この取り組みは、被災者の命を守るためのものですが、立ち入り禁止などの苦渋を強いるものですので、丁寧に理解を求める啓発活動をもっとしっかりしておかなければならなかったと、反省しています。
被災者やボランテイアは、「危険」と判定された建物には原則としてはいらない、「要注意」と判定された建物については、専門家や判定士のアドバイスに従って安全対策を講じたうえで入るようにしてください。危険と判定された建物も含めて、入る必要がある場合には、建築の専門家の立ち合いを得る、あるいはヘルメット着用などのルールを守って、入るのが原則です。一般のボランテイアと建築のボランテイアのコラボがここでは求められます。

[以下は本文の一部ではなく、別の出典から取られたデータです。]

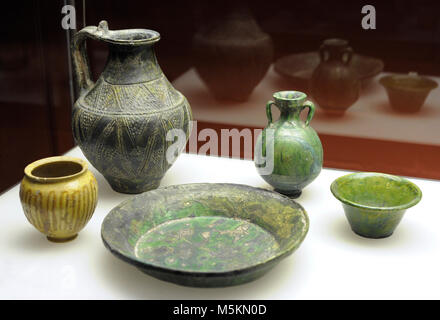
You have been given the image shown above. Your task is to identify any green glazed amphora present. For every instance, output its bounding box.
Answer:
[254,91,323,198]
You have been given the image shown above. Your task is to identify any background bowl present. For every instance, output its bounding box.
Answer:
[379,73,438,113]
[330,172,422,238]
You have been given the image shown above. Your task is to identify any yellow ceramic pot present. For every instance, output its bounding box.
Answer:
[20,156,98,242]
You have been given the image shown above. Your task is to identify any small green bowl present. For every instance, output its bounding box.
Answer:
[330,172,422,238]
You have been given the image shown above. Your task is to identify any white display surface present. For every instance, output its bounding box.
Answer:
[0,148,440,299]
[173,66,440,145]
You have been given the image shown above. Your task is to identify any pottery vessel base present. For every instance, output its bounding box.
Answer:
[351,228,394,239]
[46,234,78,243]
[275,189,302,199]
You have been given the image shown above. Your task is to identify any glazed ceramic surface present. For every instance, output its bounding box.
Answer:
[72,21,192,193]
[255,91,323,197]
[101,184,309,287]
[193,8,273,101]
[311,39,361,115]
[379,72,438,112]
[20,156,98,242]
[274,52,384,92]
[330,172,422,238]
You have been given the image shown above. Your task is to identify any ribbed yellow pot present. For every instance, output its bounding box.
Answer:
[20,156,98,242]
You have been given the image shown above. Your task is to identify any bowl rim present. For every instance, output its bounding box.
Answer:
[330,171,422,212]
[101,183,310,277]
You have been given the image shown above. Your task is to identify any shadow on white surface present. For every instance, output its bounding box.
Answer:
[101,251,304,299]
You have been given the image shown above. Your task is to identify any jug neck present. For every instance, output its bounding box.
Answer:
[101,43,163,85]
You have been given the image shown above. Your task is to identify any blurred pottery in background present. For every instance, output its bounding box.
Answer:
[379,72,438,113]
[330,172,422,238]
[193,7,273,101]
[72,21,192,193]
[274,52,384,92]
[255,91,323,198]
[311,39,361,115]
[20,156,98,242]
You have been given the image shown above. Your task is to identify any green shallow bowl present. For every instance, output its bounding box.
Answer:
[101,183,309,287]
[330,172,422,238]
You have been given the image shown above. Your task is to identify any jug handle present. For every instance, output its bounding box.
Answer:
[72,21,109,93]
[266,101,275,125]
[302,101,315,126]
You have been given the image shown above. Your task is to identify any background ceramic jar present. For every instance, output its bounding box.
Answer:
[20,156,98,242]
[311,39,361,115]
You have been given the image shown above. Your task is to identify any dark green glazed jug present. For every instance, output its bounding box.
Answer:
[255,91,323,198]
[72,21,192,193]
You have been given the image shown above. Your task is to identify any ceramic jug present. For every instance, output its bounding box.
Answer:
[72,21,192,193]
[193,5,273,102]
[20,156,98,242]
[311,39,361,115]
[254,91,323,198]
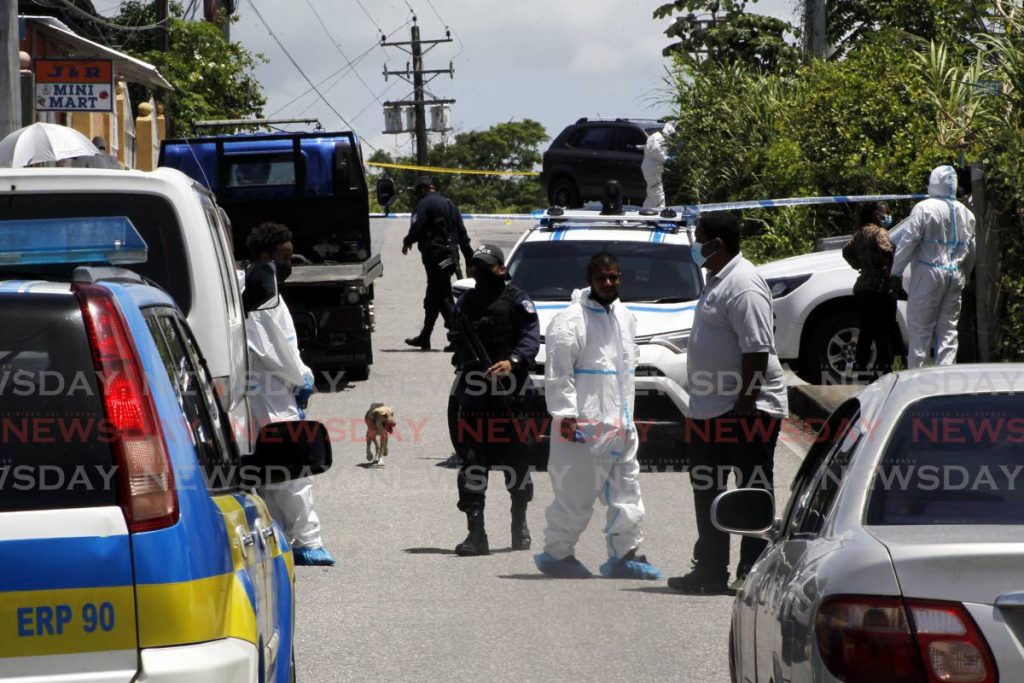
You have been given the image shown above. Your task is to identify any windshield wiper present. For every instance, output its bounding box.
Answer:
[626,297,696,303]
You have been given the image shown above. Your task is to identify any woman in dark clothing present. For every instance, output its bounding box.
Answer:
[843,202,896,375]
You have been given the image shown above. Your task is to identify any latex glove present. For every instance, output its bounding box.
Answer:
[295,376,316,410]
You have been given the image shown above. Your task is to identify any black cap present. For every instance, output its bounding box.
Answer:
[473,245,505,265]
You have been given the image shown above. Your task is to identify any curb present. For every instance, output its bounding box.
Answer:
[786,384,864,424]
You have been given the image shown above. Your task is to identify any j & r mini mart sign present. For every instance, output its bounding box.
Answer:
[35,59,114,112]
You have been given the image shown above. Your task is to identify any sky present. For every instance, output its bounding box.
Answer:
[231,0,800,156]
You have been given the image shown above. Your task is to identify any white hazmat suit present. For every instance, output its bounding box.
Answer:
[640,123,676,209]
[246,274,324,548]
[892,166,975,369]
[544,288,644,560]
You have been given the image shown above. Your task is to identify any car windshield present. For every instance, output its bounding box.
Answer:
[866,394,1024,525]
[509,240,700,303]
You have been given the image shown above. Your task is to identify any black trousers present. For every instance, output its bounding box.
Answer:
[420,263,455,337]
[853,292,896,373]
[455,410,534,512]
[683,412,782,572]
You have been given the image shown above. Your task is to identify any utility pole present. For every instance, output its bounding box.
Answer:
[804,0,828,59]
[413,22,427,166]
[0,0,22,137]
[381,16,455,166]
[156,0,171,54]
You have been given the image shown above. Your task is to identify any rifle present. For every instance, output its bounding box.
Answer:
[449,312,494,371]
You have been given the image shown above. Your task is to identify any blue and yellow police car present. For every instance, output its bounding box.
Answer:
[0,217,331,683]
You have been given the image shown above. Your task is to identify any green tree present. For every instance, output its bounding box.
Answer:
[654,0,800,72]
[114,0,266,134]
[826,0,996,57]
[370,119,548,213]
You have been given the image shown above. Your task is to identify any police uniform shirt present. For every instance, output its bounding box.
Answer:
[686,254,788,420]
[402,193,473,265]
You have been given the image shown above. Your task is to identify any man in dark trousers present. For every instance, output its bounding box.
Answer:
[401,177,473,351]
[452,245,541,556]
[669,211,788,595]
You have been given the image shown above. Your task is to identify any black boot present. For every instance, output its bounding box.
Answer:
[512,501,531,550]
[455,510,490,557]
[406,330,430,351]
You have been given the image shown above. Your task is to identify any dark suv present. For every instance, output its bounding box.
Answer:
[541,119,665,209]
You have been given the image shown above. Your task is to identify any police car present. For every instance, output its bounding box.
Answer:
[455,208,703,466]
[0,217,331,683]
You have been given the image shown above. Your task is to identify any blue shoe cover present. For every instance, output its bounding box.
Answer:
[601,558,662,581]
[534,553,594,579]
[292,547,335,567]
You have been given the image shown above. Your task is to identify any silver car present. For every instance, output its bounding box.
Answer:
[712,364,1024,683]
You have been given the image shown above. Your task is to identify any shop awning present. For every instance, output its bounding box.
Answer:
[19,16,174,90]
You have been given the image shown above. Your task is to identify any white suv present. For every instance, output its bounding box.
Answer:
[758,224,910,384]
[455,210,703,468]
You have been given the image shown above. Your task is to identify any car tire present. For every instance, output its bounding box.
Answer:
[800,308,873,384]
[345,366,370,382]
[729,629,739,683]
[548,175,583,209]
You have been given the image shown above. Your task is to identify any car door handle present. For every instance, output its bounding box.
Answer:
[234,524,256,559]
[994,592,1024,609]
[253,519,274,545]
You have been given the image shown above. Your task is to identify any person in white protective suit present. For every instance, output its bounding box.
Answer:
[534,253,662,580]
[892,166,975,369]
[640,123,676,209]
[243,222,335,566]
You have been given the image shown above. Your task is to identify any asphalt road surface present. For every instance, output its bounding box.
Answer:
[296,219,803,683]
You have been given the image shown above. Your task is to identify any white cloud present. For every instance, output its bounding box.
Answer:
[231,0,794,156]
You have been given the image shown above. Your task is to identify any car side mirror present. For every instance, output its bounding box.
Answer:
[242,261,281,314]
[241,420,333,486]
[377,176,397,213]
[711,488,775,539]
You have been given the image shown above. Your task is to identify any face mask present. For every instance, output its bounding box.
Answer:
[473,265,505,290]
[690,242,715,268]
[276,263,292,285]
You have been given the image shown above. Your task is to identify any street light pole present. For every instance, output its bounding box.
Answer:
[0,0,22,137]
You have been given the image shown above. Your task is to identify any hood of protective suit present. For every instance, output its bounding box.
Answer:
[928,166,956,200]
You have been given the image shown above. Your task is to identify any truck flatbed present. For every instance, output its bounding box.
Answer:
[288,253,384,287]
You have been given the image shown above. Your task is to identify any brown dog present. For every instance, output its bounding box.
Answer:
[367,403,395,467]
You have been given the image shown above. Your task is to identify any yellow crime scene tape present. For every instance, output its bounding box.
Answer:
[367,161,541,175]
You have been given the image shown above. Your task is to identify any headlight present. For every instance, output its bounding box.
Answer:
[765,273,811,299]
[650,330,690,353]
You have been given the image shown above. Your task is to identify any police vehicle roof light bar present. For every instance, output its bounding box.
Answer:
[0,216,147,265]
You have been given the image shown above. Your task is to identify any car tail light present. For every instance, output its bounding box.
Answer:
[815,596,925,683]
[815,595,998,683]
[907,600,998,683]
[75,285,178,531]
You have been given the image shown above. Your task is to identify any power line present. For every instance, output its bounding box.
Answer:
[355,0,384,36]
[249,0,377,152]
[306,0,380,102]
[267,19,413,117]
[41,0,167,31]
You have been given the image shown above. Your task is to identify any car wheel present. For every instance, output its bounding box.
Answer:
[729,629,739,683]
[800,309,876,384]
[548,175,583,209]
[345,366,370,382]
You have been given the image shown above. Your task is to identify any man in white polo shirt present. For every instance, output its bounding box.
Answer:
[669,212,788,595]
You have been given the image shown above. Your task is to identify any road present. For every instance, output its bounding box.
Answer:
[296,219,802,683]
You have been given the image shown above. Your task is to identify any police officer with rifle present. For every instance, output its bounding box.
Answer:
[451,245,541,556]
[401,177,473,351]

ところで、応急危険度判定で危険と判定されても、それは全壊ということではありません。取り壊さないと住めないということではありません。被災度区分判定の建て替え、罹災証明の全壊の判定とは異なります。余震に対して安全性をチェックするもので、余震等の危険がなくなれば「危険」ではなくなり、立ち入ることができます。余震の収まった後に修理すれば住めるようになるケースは少なくありません。
今回は1日後に大きな地震が起きましたが、中越沖地震では、中越地震の2年後に大きな地震が起きて、今回と同様に最初の地震で受けた傷が次の地震でさらに傷口を広げて倒壊するということが起きています。次の南海トラフでも東海と南海の時差を伴う連鎖発生が予想されています。それだけに、今回は決して特殊なことではなく、隔間が短かっただけのことです。
さて、今回の問題は、第1に、1日後に起きたので「未判定のもの」が残されていたこと、第2に、外観目視だけでは、内部に入らないとわからないが見過ごされたということです。前者に対しては、調査士の数を増やして迅速に進めるようにすること、未判定は安全側の論理で「危険」扱いをすることです。
後者は、判定士の命を守ることとの兼ね合いで、とても難しい問題です。ただ、今回のケースでは外観ではわからない傷を最初の前震で受けており、それを見つける判定の精度の向上が求められます。どこまで判定士が危険を冒して中に入って診断するか、議論のいるところです。